Like others on the panel, the DelliCarpinis felt that their optimism about the civic engagement promised by the new administration had become tempered by the realities of the fact that no technology is neutral.  They also argued that it was important to encourage critical thinking about how the plebiscite was constituted and if online activities such as commenting amount to meaningful democratic engagement.  They urged adoption of a pedagogy devoted to building new pathways through such websites and exploring how students could create their own digital essays with “expropriations and workarounds” that expose “weak arguments,” “indefensible claims,” and “unacceptable premises.”  As Dominic DelliCarpini explained, this kind of critical thinking about digital media could be part of curricular planning on a very large scale: “The Obama administration’s rhetorical strategies and uses of new media offer writing classes an excellent example for rhetorical analysis in the proto-public sphere of an individual composition classroom.  However, the larger question is whether helping students to understand and engage in civic and political matters is the business of writing programs more generally.  That is, is Obama’s new media rhetoric just one more site for academic study—replacing, say, literary texts or essays from a reader—or can increased civic engagement and increased ability to use new media as a form of political participation and deliberation among be counted among writing programs’ (and writing program administrators’) its actual learning goals?  Our presentation suggests that it can, and in fact that the WPA Outcomes Statement for First-Year Composition would support such a claim.” 

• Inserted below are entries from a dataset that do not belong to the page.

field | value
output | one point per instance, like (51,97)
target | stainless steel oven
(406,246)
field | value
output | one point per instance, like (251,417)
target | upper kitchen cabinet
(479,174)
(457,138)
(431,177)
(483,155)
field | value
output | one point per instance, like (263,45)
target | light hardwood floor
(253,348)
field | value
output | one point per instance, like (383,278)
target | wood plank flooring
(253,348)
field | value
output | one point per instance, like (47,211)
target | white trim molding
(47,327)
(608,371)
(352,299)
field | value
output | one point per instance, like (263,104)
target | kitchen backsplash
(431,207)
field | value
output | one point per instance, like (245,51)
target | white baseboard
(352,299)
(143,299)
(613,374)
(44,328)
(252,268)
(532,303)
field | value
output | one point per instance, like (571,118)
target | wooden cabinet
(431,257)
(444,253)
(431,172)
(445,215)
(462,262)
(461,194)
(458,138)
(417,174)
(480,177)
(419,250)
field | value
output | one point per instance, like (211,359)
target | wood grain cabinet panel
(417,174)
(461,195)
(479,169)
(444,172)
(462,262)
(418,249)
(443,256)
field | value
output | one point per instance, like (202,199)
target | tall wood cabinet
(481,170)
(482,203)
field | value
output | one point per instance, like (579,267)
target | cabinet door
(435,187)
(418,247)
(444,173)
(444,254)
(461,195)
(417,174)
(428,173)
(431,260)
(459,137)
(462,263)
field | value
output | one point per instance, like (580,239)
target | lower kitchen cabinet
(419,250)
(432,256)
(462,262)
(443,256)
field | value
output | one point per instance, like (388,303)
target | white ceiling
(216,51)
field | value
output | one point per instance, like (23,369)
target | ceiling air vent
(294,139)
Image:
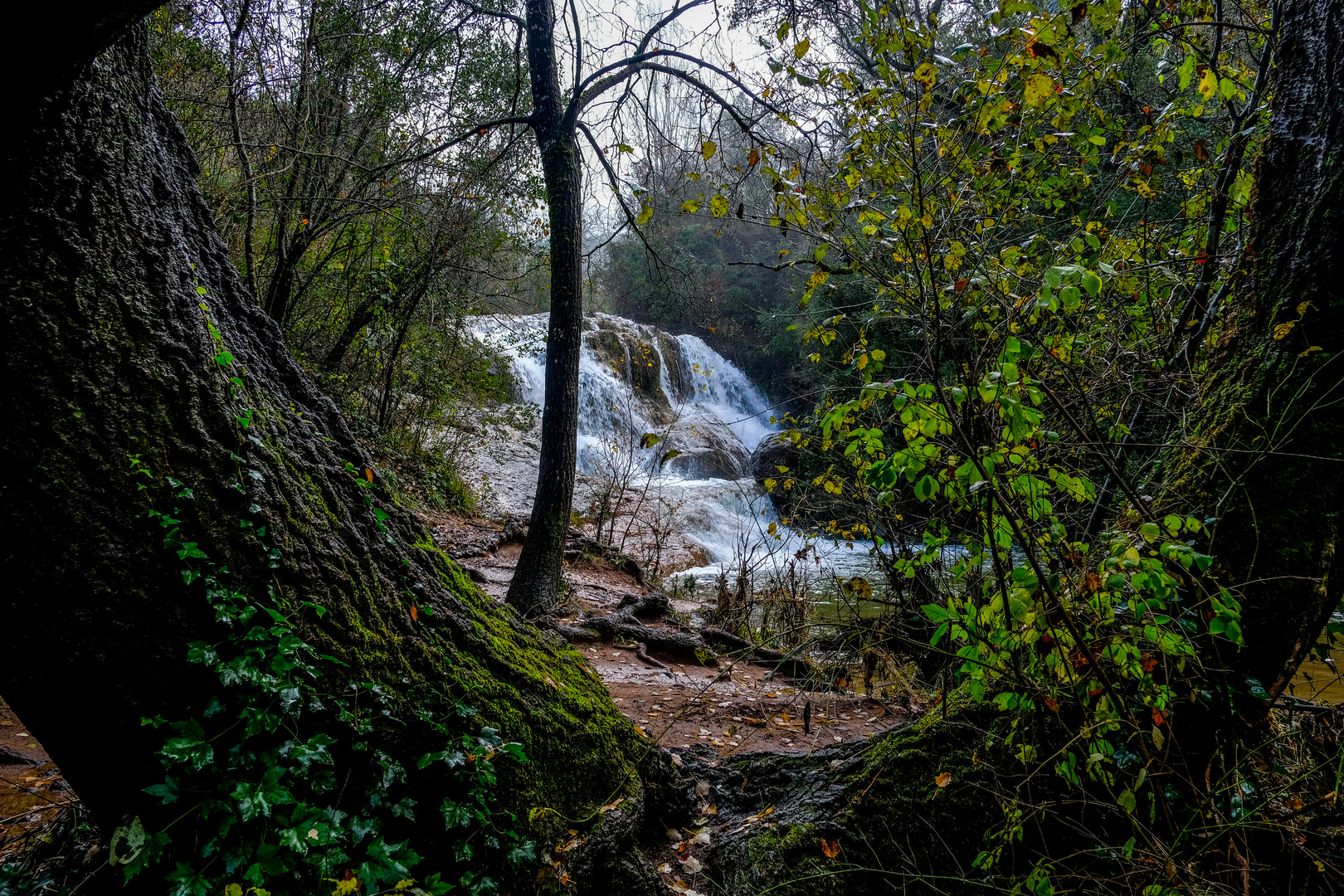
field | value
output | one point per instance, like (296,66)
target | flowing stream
(707,418)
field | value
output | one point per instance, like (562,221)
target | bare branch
(498,14)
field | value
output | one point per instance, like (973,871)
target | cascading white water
(717,406)
(726,391)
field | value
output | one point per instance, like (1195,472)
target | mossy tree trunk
(112,275)
(1266,453)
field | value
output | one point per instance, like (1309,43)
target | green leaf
(1090,281)
(1038,89)
(925,488)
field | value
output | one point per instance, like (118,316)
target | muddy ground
(699,713)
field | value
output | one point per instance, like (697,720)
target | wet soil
(32,793)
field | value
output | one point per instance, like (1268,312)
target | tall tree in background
(1264,451)
(134,344)
(557,117)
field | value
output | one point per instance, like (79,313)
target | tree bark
(537,581)
(110,273)
(1266,446)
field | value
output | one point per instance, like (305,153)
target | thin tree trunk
(537,579)
(1268,461)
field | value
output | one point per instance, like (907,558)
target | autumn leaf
(1207,84)
(926,74)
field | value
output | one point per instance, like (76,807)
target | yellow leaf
(926,74)
(1040,89)
(1209,84)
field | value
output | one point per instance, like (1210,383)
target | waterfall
(728,392)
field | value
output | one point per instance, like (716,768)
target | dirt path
(737,707)
(32,789)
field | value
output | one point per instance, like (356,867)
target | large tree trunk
(110,269)
(537,581)
(1268,438)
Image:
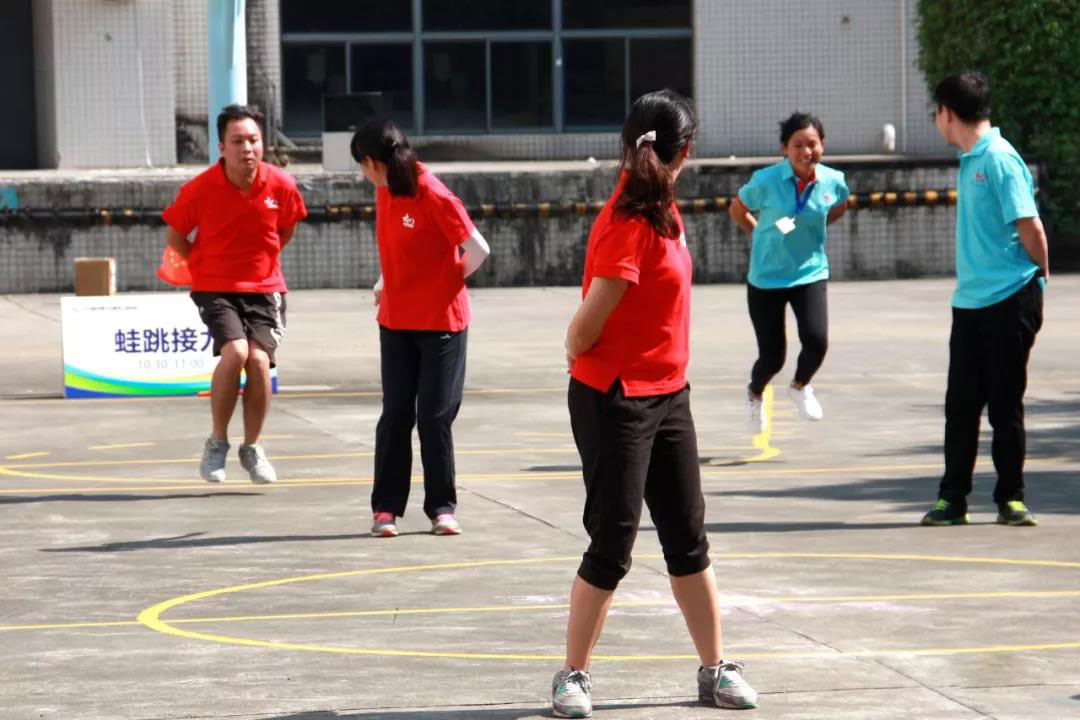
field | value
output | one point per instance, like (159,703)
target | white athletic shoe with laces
(212,466)
(254,460)
(805,401)
(571,694)
(724,687)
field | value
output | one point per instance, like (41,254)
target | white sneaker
(724,687)
(571,694)
(253,458)
(805,401)
(212,467)
(757,419)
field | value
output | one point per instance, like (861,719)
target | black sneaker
(1015,513)
(945,513)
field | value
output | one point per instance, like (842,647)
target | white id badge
(785,225)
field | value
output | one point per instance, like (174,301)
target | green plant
(1028,51)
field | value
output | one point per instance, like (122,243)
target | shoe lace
(577,681)
(732,665)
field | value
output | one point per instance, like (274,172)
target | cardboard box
(95,276)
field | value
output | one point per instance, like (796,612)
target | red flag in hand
(174,269)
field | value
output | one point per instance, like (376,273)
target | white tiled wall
(108,82)
(850,62)
(846,60)
(191,80)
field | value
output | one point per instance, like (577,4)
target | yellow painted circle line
(151,616)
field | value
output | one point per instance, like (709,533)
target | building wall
(338,249)
(849,62)
(44,82)
(108,95)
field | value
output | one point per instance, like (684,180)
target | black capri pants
(767,312)
(634,449)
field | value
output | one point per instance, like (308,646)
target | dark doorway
(18,140)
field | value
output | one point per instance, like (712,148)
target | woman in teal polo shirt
(795,200)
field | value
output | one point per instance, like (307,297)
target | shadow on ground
(472,714)
(78,497)
(196,540)
(1047,491)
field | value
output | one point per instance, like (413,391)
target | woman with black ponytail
(628,348)
(427,248)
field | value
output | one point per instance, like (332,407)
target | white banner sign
(135,345)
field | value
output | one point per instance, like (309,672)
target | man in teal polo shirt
(1001,270)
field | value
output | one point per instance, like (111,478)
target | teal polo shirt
(778,260)
(994,189)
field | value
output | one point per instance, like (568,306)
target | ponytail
(402,171)
(659,126)
(386,143)
(648,191)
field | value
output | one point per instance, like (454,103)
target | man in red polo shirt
(244,213)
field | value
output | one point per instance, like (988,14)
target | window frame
(418,37)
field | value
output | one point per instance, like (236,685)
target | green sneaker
(944,513)
(1015,513)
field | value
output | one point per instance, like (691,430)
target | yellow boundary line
(741,601)
(151,616)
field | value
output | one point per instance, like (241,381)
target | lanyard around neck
(800,203)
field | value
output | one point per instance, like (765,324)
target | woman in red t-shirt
(427,248)
(628,348)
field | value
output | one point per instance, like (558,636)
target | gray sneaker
(212,467)
(570,694)
(725,687)
(254,460)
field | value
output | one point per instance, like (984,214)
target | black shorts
(255,316)
(637,450)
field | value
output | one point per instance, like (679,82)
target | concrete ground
(132,589)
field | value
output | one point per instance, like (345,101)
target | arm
(1034,240)
(584,330)
(177,242)
(741,215)
(285,234)
(475,252)
(836,213)
(377,290)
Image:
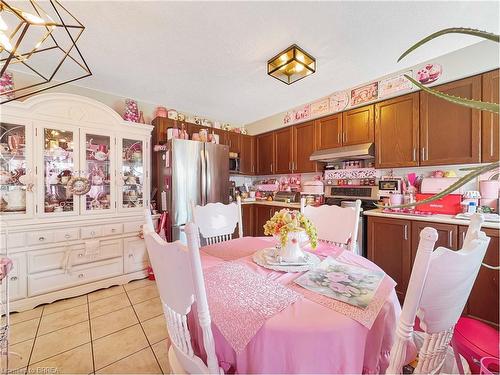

DelliCarpini points out that the WPA Statement urges instructors to set pedagogical objectives in which students will “understand the relationships among language, knowledge, and power” as well as have the ability to “understand and exploit the differences in the rhetorical strategies and in the affordances available for both print and electronic composing processes and texts.”  

For more on the panel, check out this story about the session from Diverse: Issues in Higher Education.  If you have your own research about Obama online that you would like to present at a future session, you may be interested in this call for papers for an upcoming conference, “Texting Obama,” to be held in England in the fall.  

With this month’s Supreme Court decision that removes limits on corporate spending in political campaigns, many in civic education argue that there will be even more critical pedagogy needed to develop students’ abilities to analyze and evaluate political claims online.